Enfin, il a, ainsi que les premiers juges l'ont relevé, suffisamment répondu aux dires des parties de nature à influer sur la réponse à apporter aux chefs de sa mission, et n'était pas tenu de les suivre dans le détail de leur argumentation.
Sur la prescription
La société Allianz, assureur de responsabilité de la société Marine Atlantique, invoque la prescription annale de l'article L.5113-5 du code des transports, aux termes duquel l'action en garantie des vices cachés contre le constructeur de navire se prescrit par un an à compter de la date de la découverte du vice.
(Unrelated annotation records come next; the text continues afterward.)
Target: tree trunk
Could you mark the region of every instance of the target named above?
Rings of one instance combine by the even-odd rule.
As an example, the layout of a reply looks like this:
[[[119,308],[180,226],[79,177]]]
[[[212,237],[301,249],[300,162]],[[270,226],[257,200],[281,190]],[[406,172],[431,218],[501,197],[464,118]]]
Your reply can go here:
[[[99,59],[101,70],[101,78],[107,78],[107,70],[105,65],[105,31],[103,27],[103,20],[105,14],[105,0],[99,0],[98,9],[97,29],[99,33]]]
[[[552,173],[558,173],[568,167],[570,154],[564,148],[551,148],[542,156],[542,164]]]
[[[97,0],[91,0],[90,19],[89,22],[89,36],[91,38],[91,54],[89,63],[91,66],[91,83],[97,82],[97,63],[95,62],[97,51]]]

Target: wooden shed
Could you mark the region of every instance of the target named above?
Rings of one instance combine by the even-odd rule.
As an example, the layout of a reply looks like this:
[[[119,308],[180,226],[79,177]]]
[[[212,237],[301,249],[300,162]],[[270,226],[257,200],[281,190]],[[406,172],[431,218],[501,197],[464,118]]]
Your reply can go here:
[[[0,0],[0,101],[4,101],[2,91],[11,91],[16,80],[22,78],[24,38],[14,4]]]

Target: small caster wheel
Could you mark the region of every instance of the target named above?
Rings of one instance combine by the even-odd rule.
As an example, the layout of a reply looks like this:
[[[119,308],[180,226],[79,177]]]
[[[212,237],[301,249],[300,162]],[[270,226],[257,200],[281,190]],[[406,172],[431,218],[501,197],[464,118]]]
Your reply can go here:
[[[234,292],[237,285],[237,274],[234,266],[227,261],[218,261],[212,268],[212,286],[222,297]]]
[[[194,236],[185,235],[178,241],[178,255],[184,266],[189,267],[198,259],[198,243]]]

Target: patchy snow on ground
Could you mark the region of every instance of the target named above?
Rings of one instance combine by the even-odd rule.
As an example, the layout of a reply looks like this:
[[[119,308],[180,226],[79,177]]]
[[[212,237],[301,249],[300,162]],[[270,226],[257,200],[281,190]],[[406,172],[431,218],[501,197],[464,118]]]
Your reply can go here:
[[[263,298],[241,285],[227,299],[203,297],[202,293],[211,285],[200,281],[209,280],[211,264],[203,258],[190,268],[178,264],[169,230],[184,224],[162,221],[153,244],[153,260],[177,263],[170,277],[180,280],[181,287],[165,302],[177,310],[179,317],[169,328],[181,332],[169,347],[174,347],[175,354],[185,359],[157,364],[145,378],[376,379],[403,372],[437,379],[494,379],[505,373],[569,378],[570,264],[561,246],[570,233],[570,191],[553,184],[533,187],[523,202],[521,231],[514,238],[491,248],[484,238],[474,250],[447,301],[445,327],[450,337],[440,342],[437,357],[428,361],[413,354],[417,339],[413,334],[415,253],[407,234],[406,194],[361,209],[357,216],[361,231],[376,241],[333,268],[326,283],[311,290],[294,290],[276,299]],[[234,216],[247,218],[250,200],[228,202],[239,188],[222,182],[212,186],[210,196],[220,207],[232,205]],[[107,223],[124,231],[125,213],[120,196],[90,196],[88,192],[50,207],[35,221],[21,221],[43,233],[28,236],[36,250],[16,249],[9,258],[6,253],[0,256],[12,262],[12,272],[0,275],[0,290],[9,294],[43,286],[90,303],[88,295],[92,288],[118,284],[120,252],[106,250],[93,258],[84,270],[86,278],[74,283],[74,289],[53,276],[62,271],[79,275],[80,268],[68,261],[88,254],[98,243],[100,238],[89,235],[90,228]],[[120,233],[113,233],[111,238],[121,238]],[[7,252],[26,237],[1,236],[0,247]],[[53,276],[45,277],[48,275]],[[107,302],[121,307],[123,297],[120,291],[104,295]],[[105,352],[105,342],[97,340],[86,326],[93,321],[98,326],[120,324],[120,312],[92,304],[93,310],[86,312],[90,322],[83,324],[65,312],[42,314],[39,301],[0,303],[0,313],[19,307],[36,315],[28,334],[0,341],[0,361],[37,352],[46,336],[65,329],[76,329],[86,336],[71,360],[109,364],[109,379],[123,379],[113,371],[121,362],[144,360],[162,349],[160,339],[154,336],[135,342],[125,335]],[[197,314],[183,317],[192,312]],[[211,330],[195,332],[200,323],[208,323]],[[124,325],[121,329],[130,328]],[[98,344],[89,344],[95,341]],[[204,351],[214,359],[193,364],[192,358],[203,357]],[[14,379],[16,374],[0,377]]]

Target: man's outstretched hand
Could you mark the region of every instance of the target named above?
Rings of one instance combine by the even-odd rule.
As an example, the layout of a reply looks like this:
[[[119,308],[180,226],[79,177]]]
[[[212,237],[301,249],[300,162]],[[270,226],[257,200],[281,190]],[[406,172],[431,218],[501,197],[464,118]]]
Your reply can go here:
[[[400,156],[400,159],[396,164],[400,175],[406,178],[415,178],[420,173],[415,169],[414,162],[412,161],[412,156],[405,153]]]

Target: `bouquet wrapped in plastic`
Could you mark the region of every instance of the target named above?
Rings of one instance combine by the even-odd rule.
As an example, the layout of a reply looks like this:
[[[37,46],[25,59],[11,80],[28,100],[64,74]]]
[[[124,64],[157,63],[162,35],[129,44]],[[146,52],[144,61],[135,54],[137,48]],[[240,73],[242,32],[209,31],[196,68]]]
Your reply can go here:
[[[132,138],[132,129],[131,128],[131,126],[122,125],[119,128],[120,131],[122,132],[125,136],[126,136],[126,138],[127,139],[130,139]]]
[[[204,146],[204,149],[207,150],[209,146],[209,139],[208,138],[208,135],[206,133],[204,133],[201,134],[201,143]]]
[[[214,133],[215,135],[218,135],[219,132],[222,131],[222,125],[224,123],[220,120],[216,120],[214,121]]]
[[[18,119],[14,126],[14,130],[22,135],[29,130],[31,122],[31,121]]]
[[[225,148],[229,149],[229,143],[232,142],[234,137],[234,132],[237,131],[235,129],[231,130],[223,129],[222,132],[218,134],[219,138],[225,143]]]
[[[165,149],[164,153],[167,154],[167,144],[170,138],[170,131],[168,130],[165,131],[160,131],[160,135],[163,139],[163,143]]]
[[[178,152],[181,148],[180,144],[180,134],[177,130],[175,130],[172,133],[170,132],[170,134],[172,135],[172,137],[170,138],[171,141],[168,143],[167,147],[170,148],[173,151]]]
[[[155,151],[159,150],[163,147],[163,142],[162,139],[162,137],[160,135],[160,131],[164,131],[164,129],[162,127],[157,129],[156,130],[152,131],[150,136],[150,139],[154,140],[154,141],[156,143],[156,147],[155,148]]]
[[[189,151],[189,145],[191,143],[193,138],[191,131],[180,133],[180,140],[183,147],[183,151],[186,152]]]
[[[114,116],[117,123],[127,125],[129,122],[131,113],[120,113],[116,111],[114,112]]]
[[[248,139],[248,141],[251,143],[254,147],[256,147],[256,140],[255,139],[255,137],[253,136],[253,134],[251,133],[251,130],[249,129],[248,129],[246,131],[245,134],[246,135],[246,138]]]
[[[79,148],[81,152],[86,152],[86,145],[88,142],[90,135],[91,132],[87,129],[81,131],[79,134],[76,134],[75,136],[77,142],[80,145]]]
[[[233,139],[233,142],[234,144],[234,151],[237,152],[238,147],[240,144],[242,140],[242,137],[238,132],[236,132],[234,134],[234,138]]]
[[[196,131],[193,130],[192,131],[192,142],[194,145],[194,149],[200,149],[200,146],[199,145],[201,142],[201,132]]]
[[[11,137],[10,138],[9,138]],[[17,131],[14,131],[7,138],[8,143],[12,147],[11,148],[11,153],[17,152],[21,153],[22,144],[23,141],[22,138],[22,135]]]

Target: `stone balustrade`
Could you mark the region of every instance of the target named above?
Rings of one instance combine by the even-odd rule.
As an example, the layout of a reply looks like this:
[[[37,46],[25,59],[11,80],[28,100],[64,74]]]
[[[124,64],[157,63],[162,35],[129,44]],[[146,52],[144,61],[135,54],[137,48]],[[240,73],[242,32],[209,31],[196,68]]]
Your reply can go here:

Cependant, ainsi que les premiers juges l'ont pertinemment relevé, le délai de la prescription annale n'a commencé à courir qu'à compter du jour où le vice est apparu aux acquéreurs dans toute son ampleur et ses conséquences.
Or, bien qu'il ait été livré le 23 mars 2007 et a immédiatement connu diverses difficultés lors des essais en mer, le navire a fait l'objet d'interventions du chantier naval afin d'y remédier et n'a pris la mer que le 25 septembre suivant, les premières avaries affectant les safrans n'ayant été constatées qu'à Lisbonne à la fin du mois d'octobre 2007, et l'aggravation des fissures des safrans ainsi que l'inadaptation des hélices n'étant apparues qu'au mois de décembre suivant lors d'une escale au Portugal.
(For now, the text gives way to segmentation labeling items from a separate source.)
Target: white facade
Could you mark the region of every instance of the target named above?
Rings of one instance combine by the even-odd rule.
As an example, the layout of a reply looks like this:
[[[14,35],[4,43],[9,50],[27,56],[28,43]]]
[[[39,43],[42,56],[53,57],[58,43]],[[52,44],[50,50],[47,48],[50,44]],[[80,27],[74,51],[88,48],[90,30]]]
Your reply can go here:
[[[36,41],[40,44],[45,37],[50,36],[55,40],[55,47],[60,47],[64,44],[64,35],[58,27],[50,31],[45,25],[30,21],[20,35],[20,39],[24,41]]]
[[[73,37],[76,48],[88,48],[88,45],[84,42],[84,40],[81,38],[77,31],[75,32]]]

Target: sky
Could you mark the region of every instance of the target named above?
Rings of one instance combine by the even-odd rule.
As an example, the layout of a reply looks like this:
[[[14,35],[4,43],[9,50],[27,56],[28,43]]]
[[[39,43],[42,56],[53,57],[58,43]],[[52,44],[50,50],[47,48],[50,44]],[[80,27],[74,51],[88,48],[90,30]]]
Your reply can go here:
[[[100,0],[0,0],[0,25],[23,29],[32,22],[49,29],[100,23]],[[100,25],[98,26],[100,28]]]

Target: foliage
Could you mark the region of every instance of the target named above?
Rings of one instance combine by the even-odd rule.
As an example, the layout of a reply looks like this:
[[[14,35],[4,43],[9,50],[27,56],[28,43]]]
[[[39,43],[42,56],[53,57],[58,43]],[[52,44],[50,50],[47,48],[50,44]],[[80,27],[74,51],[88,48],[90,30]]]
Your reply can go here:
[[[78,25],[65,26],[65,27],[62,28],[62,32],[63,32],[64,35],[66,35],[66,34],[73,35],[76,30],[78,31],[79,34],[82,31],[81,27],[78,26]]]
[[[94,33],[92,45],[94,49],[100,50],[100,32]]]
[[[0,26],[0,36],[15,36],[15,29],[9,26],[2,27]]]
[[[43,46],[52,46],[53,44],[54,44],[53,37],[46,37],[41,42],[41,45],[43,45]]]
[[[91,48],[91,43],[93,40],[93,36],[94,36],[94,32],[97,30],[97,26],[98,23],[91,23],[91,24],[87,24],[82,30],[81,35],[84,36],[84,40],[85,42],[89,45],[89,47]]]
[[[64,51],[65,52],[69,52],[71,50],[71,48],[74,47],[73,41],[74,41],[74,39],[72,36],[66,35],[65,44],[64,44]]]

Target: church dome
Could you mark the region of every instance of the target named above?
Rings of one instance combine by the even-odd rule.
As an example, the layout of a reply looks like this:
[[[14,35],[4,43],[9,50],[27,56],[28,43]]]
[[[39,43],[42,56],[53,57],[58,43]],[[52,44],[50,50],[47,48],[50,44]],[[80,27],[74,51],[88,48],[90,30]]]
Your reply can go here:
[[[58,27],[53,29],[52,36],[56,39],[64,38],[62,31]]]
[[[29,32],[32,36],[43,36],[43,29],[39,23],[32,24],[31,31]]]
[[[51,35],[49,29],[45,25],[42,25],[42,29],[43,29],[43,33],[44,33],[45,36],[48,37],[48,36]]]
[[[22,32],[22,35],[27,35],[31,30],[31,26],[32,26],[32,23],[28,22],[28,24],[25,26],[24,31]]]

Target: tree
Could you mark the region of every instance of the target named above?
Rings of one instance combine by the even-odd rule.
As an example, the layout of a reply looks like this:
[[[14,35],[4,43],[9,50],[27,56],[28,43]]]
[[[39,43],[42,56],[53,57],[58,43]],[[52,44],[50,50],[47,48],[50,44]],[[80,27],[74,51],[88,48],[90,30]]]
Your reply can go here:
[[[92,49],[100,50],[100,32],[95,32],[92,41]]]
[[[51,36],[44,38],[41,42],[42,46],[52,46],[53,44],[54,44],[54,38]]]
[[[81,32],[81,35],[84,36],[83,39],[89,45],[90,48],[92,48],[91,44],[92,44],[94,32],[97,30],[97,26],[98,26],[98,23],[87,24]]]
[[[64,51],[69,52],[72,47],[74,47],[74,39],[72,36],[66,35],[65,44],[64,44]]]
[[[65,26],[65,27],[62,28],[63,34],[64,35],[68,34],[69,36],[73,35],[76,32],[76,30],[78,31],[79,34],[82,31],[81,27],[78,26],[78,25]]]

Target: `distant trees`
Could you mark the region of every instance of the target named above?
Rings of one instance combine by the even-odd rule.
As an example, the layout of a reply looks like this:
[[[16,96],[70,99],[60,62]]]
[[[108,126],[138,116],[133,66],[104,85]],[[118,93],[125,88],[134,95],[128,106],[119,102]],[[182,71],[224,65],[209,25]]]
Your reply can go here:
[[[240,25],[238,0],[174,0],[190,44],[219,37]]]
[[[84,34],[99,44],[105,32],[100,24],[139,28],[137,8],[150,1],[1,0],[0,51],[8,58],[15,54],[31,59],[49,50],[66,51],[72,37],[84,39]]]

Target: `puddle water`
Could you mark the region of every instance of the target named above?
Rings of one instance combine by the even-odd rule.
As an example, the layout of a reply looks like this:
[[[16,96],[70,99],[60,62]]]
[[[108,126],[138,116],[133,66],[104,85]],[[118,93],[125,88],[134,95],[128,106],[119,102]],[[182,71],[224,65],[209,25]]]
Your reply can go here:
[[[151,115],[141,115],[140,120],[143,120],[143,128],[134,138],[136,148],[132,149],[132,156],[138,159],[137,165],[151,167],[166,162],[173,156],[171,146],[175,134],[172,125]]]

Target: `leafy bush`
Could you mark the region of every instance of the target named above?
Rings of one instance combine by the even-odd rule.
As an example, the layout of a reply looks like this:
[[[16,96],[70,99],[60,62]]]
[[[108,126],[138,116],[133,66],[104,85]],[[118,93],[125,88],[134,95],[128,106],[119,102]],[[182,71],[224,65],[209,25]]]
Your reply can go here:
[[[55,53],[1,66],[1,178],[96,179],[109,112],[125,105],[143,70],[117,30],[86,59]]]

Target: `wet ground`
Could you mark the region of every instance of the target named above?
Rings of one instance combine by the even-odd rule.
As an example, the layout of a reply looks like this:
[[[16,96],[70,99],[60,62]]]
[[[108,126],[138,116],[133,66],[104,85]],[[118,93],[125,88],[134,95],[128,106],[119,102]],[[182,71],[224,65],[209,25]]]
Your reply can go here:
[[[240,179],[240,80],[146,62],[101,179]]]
Il s'en évince que l'assignation en référé aux fins de désignation d'expertise du 4 août 2008 a bien été délivrée dans l'année de l'apparition des premiers vices dans toute leur ampleur et leurs conséquences.
Sur les responsabilités
L'expert E... s'est livré à une analyse approfondie et techniquement étayée des désordres litigieux, et a mené sa mission avec un sérieux et une compétence manifestes dans les limites de sa faisabilité technique, les critiques de M. Y... n'étant pas étayées par des avis techniques contraires et l'expert ayant légitimement estimé qu'il n'était pas utile de poursuivre ses investigations en procédant à de nouveaux essais en mer.
À cet égard, au terme de ces investigations, il a conclu que M.X... avait demandé à M. Y... de concevoir un voilier de classe [...] à propulsion hybride, ce que celui-ci avait accepté, et que la société Marine Atlantique avait relevé ce défit technique alors qu'elle ne disposait pas d'un bureau d'étude capable d'étudier et de gérer ce projet hors du commun, se contentant des informations fournis par l'architecte naval qui n'avait pas davantage d'expérience de ce type de projet et avait établi des plans de montage sans anticiper les conséquences sur le déplacement du centre de gravité du navire provoqué par le poids des batteries des moteurs électriques ainsi que sur les modifications de la coque et du groupe électrogène.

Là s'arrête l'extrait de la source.